Another influence that encourages people to see meditation as a skill that is potentially useful, rather than as an esoteric hobby, is knowing someone who meditates, particularly when that person is a respected colleague.
Mr Gordon, a former chief executive of the Economist newspaper, first became interested in meditation while working with the publication’s one-time chairman, Sir John Harvey-Jones, a known practitioner.
Three years ago, Mr Gordon began meditating under the guidance of Jillian Lavender, the publishing director of a company with which he was associated as non-executive chairman.
Today, Ms Lavender is a full-time teacher of Vedic meditation – a technique that focuses on resting the body and the mind – and has a client base that includes hedge fund managers and investment bankers. “City professionals are very receptive to meditation, because they see it as a technique that helps them to perform at their very best.”…
…The biggest challenge for many would-be practitioners of meditation, particularly those who juggle work with family-life, is finding time to meditate in a day that is already over full.
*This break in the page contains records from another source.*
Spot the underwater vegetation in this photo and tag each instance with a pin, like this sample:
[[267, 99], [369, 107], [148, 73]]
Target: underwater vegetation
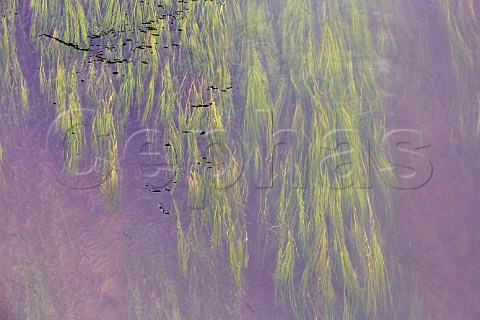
[[461, 20], [217, 80]]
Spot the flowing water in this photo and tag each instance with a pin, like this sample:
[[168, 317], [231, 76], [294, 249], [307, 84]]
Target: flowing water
[[239, 160]]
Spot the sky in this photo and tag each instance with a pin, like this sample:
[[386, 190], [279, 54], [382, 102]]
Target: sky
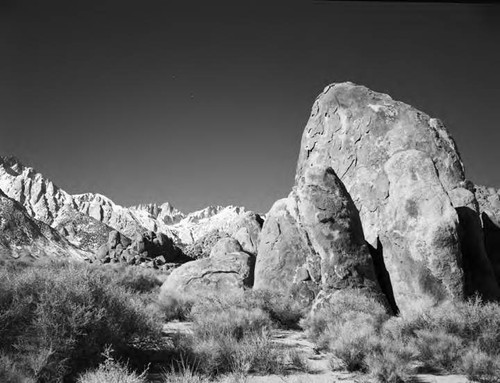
[[204, 102]]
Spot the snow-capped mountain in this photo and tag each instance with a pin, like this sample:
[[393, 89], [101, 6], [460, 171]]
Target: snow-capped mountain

Jane-Emma Peerless, a project director for the weekly newspaper Financial News, began meditating to combat tiredness but struggled, initially, to sustain a regular routine.
She cracked the problem by splicing one session into her tube journey home and by meditating, in the morning, before getting out of bed. The payback, she says, is that she feels rested and clearer-headed. “The quality of my thinking and decision-making is better and I get less stressed.”